The trouble is, it remains to be seen whether it’s too little too late for the Peter Pan name. We’re talking about a brand that had done little advertising in recent years, choosing instead to rely on its loyal customer base and comfortably coast along in its third-place standing. Plus, Peter Pan’s former fanatics have had to move on in the interim to other brands (J.M. Smucker reported a 40 percent increase in Q1 2008 operating income—likely not a coincidence).

And what was Peter Pan’s brand identity, anyway, other than its association with its fictional impish namesake? In trying to appeal to everyone (“Peter Pan is the smooth, creamy peanut butter that the whole family can enjoy,” the ConAgra website states), Peter Pan may have spread itself too thin. Its bare-bones website (the only one of the three major brands to not have its own dedicated URL) doesn’t offer much insight into the brand’s target audience, merely featuring a store locator, nutritional search tool for all ConAgra foods and a registration form for ConAgra newsletters and recipes.

Besides competing with each other, all the peanut butter brands have had to contend with another, more far-reaching factor that affects the category as a whole: peanut allergies. The proliferation of peanut- and nut-related allergies (or perhaps just an enhanced awareness of them) has led airlines to stop serving snack packs of nuts in-flight and caused schools to declare themselves “nut free.” Since even a trace amount of peanuts can cause a dangerous anaphylactic reaction in the most severely afflicted, the days of the PB&J dominating schoolchildren’s lunchboxes have ended.

Peanut butter brands (as well as the peanut industry in general) are doing what they can to overcome this allergen-ridden obstacle, including supporting detailed labels on food products, funding research that will help pinpoint the allergy-causing proteins and perhaps help create a peanut-allergy vaccine, and educating consumers on the dilemma.
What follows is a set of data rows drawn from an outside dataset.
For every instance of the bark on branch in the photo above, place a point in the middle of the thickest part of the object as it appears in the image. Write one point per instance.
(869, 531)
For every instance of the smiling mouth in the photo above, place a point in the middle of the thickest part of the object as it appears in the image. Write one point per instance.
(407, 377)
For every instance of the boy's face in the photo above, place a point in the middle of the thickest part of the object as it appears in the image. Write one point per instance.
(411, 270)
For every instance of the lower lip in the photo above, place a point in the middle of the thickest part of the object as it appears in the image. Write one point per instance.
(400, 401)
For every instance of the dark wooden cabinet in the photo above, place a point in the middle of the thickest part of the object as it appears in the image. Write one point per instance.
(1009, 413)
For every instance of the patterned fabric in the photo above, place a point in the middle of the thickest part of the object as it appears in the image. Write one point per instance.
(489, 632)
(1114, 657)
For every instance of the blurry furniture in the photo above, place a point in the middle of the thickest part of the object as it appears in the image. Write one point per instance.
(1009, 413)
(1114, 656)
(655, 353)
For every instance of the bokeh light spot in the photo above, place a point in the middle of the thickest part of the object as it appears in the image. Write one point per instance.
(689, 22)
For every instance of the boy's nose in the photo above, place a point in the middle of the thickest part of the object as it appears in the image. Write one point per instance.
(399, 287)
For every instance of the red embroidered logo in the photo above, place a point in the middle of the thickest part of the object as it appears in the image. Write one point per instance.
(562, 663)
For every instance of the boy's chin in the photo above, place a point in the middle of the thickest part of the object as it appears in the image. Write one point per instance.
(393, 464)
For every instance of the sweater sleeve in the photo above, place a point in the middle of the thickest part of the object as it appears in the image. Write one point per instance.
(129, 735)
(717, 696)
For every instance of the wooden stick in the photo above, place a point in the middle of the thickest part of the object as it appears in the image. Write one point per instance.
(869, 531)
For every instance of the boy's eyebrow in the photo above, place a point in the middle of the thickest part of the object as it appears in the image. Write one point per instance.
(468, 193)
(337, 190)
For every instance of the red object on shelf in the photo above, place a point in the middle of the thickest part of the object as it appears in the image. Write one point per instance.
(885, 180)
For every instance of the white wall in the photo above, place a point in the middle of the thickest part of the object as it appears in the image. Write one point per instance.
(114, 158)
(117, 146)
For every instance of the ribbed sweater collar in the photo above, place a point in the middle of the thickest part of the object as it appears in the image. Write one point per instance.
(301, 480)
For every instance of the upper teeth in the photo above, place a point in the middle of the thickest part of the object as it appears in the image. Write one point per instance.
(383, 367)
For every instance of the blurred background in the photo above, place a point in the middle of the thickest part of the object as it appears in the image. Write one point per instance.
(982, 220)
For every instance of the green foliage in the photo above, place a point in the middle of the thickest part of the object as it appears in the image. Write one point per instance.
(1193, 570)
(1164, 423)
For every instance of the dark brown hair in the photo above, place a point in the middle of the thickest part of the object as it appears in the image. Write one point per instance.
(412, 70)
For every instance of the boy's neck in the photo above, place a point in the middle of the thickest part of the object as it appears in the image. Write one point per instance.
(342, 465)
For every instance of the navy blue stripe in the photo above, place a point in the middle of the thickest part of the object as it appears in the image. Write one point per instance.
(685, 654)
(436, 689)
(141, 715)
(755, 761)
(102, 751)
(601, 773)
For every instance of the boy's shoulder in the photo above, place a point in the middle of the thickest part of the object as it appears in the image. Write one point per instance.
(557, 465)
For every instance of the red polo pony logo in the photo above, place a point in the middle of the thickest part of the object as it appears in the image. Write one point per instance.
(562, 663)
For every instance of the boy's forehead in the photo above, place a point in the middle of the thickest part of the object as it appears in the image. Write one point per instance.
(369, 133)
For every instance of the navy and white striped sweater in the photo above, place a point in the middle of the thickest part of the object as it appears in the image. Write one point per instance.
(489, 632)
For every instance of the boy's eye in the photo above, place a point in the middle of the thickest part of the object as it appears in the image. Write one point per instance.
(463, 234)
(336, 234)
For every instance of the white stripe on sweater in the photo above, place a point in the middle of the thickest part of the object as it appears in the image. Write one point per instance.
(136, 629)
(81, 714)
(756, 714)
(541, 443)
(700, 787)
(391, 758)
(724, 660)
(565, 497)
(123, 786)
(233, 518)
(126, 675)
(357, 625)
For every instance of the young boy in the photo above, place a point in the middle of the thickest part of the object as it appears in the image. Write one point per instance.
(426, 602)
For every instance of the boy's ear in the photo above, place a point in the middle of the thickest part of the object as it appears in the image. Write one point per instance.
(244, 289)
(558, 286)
Skippy’s website is the only one at the moment that addresses the problem head-on (there’s an entire “Allergy Info FAQ”), but it is in the best interest of all the brands to funnel as much money and effort as possible to combat this category-busting problem.

While today’s harried parents can choose from an array of prepackaged lunch options, the classic PB&J remains as convenient as it is healthy and tasty. And that means the three major peanut butter brands—plus several smaller ones—will have to employ successful branding to secure a place in the American lunch box.

by Jennifer Gidman
Jennifer Gidman is a freelance writer in New York, NY.